- Susuki, Keiichiro;
- Chang, Kae-Jiun;
- Zollinger, Daniel R;
- Liu, Yanhong;
- Ogawa, Yasuhiro;
- Eshed-Eisenbach, Yael;
- Dours-Zimmermann, María T;
- Oses-Prieto, Juan A;
- Burlingame, Alma L;
- Seidenbecher, Constanze I;
- Zimmermann, Dieter R;
- Oohashi, Toshitaka;
- Peles, Elior;
- Rasband, Matthew N
Rapid action potential propagation in myelinated axons requires Na⁺ channel clustering at nodes of Ranvier. However, the mechanism of clustering at CNS nodes remains poorly understood. Here, we show that the assembly of nodes of Ranvier in the CNS involves three mechanisms: a glia-derived extracellular matrix (ECM) complex containing proteoglycans and adhesion molecules that cluster NF186, paranodal axoglial junctions that function as barriers to restrict the position of nodal proteins, and axonal cytoskeletal scaffolds (CSs) that stabilize nodal Na⁺ channels.

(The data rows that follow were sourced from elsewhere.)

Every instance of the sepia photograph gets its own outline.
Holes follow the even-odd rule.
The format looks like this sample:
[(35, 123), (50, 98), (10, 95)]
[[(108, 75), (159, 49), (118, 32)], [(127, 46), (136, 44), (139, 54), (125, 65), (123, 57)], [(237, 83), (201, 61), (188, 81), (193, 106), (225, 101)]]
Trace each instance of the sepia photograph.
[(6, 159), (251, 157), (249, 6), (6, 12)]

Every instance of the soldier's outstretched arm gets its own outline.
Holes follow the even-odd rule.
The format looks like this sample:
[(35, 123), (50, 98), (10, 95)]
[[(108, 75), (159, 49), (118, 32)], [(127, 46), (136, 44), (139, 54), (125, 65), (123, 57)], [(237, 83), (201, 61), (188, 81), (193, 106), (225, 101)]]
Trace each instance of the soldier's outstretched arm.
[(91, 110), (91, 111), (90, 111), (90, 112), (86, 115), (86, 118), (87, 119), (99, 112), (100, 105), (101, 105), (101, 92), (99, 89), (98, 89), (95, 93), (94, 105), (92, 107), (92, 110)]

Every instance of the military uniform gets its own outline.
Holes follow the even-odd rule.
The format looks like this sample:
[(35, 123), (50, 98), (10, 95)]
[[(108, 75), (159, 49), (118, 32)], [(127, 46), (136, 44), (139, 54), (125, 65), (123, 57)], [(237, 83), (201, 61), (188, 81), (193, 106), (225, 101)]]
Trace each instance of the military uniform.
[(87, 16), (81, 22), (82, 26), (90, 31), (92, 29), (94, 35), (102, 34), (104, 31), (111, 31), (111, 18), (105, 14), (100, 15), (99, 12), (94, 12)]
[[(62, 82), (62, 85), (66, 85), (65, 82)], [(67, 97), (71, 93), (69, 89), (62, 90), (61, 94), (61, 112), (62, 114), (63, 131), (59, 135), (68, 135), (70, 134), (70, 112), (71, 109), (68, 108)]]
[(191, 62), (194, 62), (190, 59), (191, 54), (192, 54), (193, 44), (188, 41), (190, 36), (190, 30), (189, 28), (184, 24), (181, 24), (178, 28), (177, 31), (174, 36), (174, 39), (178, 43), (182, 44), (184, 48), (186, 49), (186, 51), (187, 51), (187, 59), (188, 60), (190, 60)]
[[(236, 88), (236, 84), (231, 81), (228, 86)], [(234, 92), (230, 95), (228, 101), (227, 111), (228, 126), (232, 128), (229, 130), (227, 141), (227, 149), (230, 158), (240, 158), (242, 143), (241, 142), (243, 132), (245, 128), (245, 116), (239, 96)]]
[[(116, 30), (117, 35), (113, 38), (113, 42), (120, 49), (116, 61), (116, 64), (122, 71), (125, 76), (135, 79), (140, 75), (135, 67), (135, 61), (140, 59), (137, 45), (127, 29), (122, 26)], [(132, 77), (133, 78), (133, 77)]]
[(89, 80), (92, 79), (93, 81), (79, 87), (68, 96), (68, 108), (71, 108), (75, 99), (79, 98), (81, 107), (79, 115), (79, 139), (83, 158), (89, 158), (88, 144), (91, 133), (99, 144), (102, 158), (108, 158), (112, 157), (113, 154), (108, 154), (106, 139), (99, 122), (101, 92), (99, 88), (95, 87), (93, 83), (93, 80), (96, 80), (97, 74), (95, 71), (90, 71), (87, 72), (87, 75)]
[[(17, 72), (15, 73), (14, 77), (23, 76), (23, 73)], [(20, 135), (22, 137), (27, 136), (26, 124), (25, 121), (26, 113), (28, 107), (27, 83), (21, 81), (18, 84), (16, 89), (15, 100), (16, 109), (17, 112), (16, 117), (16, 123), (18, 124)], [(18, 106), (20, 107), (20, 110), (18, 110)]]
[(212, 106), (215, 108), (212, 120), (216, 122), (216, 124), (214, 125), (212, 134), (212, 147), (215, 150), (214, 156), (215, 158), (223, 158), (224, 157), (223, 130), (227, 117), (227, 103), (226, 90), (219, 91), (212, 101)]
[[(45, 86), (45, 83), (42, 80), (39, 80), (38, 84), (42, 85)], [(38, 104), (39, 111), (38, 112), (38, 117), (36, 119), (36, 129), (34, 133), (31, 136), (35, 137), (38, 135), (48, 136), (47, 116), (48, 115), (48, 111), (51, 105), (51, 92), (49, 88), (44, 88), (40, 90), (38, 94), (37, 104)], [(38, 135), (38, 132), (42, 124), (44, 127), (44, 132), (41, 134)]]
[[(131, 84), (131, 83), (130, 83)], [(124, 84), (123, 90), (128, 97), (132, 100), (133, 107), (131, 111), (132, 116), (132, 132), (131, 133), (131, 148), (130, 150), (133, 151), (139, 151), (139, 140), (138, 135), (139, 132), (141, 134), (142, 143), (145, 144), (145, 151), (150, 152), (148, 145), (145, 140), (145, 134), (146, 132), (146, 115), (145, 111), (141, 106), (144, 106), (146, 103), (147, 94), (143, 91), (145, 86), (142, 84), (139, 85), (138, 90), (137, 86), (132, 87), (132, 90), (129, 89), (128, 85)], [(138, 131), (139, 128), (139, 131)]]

We show that while mice with a single disrupted mechanism had mostly normal nodes, disruptions of the ECM and paranodal barrier, the ECM and CS, or the paranodal barrier and CS all lead to juvenile lethality, profound motor dysfunction, and significantly reduced Na⁺ channel clustering. Our results demonstrate that ECM, paranodal, and axonal cytoskeletal mechanisms ensure robust CNS nodal Na⁺ channel clustering.